Dylan Raiola met the Oregon media for the first time on Tuesday, and the quarterback used his first public comments as a Duck to look back on Nebraska, where he spent two seasons before transferring in the 2026 offseason.
Raiola said he was grateful for his time with the Cornhuskers, pointing to the coaches, people and fans he encountered there, but he also acknowledged there were moments when he could have done more to help his team win. He said he plans to carry those lessons forward in Eugene.
That history matters because Raiola’s Nebraska career was productive but uneven. He finished with a 69.1 percent passing game accuracy and a 13-9 record in his starts, and his 2025 season ended prematurely after he broke his right fibula. The injury cut short the year before he ever had a chance to show what a full season might have looked like.

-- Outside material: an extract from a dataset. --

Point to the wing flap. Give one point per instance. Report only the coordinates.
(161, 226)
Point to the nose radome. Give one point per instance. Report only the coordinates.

Now the challenge is different. Raiola is entering an Oregon quarterback room that already has Dante Moore, the Ducks’ 2025 starter, after Moore said shortly after Raiola’s commitment that he would return for another year. Raiola said he is excited to learn from Moore and would do his best to be the best teammate he can be, while also offering ideas to help anyone in the room.
That approach tracks with how Oregon coach Dan Lanning has described Raiola’s mentality, as one centered on development and helping the team rather than chasing headlines. Raiola had also drawn comparisons to Kansas City Chiefs quarterback Patrick Mahomes while at Nebraska, a reminder of how much attention followed him before he ever took a snap for Oregon.
For Oregon, the next step is clear: Raiola must turn a transfer and a rehab year into a clean reset. Tuesday was only the first public look at that process, but he made plain that his goal is to use what happened at Nebraska to push himself, and the Ducks, forward.